Entgegen der Auffassung der Rechtsbeschwerde ist es nicht zu beanstanden, dass das OLG im Rahmen der Leistungsfähigkeit des Antragsgegners dessen angemessenen Selbstbehalt nach Nr. 21.4 der Leitlinien des OLG Hamm mit 1.090 € für einen nicht erwerbstätigen Unterhaltspflichtigen (gegenüber 1.200 € für einen Erwerbstätigen) angesetzt hat. Die Leistungsfähigkeit des Antragstellers ergibt sich aus seinen Einkünften abzüglich eines ihm zu belassenden Selbstbehalts. Eine Unterhaltspflicht besteht jedenfalls dann nicht, wenn der Unterhaltsschuldner infolge einer solchen Pflicht selbst sozialhilfebedürftig würde. Denn dem Unterhaltspflichtigen muss schon aus verfassungsrechtlichen Gründen jedenfalls der Betrag verbleiben, der seinen eigenen Lebensbedarf nach sozialhilferechtlichen Grundsätzen sicherstellt.

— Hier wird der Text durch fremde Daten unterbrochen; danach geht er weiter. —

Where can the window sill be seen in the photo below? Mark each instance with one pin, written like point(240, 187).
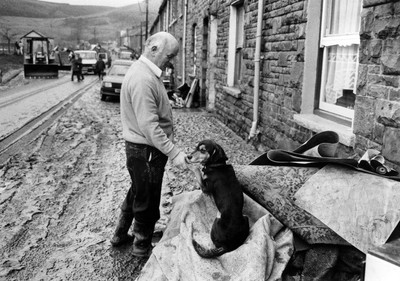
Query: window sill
point(173, 22)
point(319, 124)
point(234, 92)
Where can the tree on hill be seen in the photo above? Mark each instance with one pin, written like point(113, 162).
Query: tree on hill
point(8, 34)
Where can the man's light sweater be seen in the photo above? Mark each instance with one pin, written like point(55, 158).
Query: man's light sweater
point(146, 113)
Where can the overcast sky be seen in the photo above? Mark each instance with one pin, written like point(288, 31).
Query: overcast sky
point(111, 3)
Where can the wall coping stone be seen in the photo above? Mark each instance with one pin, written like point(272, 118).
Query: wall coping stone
point(232, 91)
point(319, 124)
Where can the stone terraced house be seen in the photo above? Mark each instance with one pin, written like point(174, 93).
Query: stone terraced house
point(278, 71)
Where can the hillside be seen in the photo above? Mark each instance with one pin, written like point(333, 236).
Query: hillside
point(69, 24)
point(38, 9)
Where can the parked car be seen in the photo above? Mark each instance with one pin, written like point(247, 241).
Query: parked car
point(89, 59)
point(106, 58)
point(112, 81)
point(125, 55)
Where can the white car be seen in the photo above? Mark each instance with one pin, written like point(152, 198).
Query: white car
point(112, 81)
point(89, 59)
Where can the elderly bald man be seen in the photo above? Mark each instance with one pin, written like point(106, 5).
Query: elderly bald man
point(147, 128)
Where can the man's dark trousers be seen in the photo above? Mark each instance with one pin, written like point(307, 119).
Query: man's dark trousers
point(146, 166)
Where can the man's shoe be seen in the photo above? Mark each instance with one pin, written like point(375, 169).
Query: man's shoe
point(143, 236)
point(117, 241)
point(121, 235)
point(141, 251)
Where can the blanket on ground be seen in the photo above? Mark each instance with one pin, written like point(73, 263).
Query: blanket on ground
point(263, 256)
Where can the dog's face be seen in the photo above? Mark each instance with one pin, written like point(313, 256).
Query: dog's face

Die finanzielle Leistungsfähigkeit endet deswegen jedenfalls dann, wenn der Unterhaltspflichtige nicht mehr in der Lage ist, seine eigene Existenz zu sichern. Bei der Bemessung des Selbstbehalts, die nach ständiger Rechtsprechung des Senats grundsätzlich Aufgabe des Tatrichters ist, sind zusätzlich die gesetzlichen Vorgaben zu beachten, die sich insbesondere aus dem Wesen der Unterhaltspflicht ergeben.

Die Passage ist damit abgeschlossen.